Hiçbir şey söylemeden sadece sessizce dinledim.
Hangi Yöntem Oyunculuğu. Ben sadece bunu yapamadım.
Hala yanlış anlaşılmanın devam etmesine izin veriyorum. Sanki ona bunu yapamayacağımı söyleyemezdim. En azından oyunda bu kadar geç değil.
“Tamam o halde oyun birazdan başlayacak. Bu işi size bırakıyorum.”
Bu sözlerle odadan çıktı ve kapıyı arkasından kapattı.
Clank…!
“……”
Hareketsiz durup aynaya döndüğümde etrafımı tuhaf bir sessizlik kapladı.
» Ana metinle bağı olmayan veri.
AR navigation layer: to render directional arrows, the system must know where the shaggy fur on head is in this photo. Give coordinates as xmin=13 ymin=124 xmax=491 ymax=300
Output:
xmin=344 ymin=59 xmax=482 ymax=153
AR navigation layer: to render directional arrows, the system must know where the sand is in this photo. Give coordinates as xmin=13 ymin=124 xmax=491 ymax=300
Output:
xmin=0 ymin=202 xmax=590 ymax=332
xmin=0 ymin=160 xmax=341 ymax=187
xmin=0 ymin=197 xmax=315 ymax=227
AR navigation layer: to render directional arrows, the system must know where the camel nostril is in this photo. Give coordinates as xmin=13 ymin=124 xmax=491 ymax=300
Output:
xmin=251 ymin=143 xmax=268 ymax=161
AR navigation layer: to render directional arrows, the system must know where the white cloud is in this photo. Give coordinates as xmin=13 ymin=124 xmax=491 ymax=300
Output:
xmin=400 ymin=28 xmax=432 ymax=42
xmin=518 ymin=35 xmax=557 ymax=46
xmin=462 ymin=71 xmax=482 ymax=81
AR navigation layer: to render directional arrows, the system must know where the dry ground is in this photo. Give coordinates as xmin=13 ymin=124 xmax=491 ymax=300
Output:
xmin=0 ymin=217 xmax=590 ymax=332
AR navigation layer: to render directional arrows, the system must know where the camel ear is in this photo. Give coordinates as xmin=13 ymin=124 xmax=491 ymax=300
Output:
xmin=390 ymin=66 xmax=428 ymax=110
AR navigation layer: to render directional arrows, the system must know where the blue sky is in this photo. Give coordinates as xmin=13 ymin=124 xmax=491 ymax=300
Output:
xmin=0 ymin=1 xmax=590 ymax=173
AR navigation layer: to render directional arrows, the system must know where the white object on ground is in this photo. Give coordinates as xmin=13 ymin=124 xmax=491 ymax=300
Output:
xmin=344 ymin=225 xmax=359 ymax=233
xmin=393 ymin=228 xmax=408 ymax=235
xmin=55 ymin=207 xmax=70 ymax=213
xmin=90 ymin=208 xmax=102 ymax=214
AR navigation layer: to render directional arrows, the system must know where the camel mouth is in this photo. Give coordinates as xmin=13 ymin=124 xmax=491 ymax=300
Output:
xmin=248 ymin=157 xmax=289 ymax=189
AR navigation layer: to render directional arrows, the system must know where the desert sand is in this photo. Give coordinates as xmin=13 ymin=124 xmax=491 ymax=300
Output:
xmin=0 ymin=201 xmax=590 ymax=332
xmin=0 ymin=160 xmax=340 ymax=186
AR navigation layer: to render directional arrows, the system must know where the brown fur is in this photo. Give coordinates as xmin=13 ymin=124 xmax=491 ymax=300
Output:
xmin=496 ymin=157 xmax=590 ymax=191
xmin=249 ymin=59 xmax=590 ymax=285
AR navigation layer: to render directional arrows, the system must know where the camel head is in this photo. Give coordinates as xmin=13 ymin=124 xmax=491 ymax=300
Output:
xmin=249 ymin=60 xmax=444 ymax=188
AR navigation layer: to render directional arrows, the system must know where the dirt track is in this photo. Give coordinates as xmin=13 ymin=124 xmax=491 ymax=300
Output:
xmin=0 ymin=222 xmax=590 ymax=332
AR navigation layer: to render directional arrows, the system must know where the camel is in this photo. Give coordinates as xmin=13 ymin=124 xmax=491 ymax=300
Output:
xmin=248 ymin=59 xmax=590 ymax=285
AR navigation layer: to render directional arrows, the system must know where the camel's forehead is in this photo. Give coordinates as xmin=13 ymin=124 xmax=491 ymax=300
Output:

Parmaklarımın uçlarını ağzımın kenarlarına yerleştirerek onları hafifçe gülümseyerek yukarı doğru ittim.
“…..Deli.”
***
Maçtan 30 dakika önce.
Aoife odasında durdu ve aynada kendine baktı.
“Merhaba~”
Bir anda ifadesi sakin ve neşeliydi. Her zamanki kişiliğiyle tam bir tezat oluşturuyordu. Gülümsemesi de son derece etkileyiciydi.
Ama bir sonraki anda…
“H-ha… N-bunu bana neden yapıyorsun?”
Yüzü solgundu ve gözbebekleri titriyordu. Birkaç saniyeden kısa süren tam bir değişiklikti.
Aynaya bakan Aoife'nin tek görebildiği korkmuş bir kadındı.
Tüm vücudu titrerken korku onu tamamen ele geçirmişti. İfadesindeki küçük ayrıntılardan yüzünün rengine kadar.
Kusursuzdu.
Mükemmeldi.
“……”
Yavaş yavaş yüzü normale döndü.
Çabaları sonunda meyvesini vermişti. Rolü küçük olmasına rağmen eskisi gibi oyunculuğu tarafından yutulmayacağından emindi.
En azından ona karşı ayakta kalabilirdi.
“Huu.”
Her ne kadar böyle düşünse de tedirgin olmaktan kendini alamıyordu. Aoife gerginliği gidermeye çalışmadı.
Daha doğrusu onu kucaklamaya çalıştı.
Gerginlik, iyi performans gösterememe korkusundan kaynaklanıyordu.
Performansı korkunun bir temsiliydi. Bu nedenle, şu anda hissettiği duyguları, içine dalmayı daha da artırmak için kullandı.
“Bunu yapabilirim.”
Bunu yapmak zorundaydı.
“……”
Aoife biraz makyaj aldı ve gözlerinin altına hafifçe sürdü, alttaki gözle görülür koyu halkaları gizledi.
Düzgün uyumayalı uzun zaman olmuştu ama onun için buna değdi.
Rolü küçük olsa bile…
“…..Sahneyi ben devralacağım.”
Eğer bu yaptığı son şey olsaydı.
Çünkü.
O Aoife K. Megrail'di.
İmparatorluğun Prensesi ve onun en sert eleştirmeni.
Bu bölüm Fenrir Scans Fenrir Scans tarafından güncellenmiştir.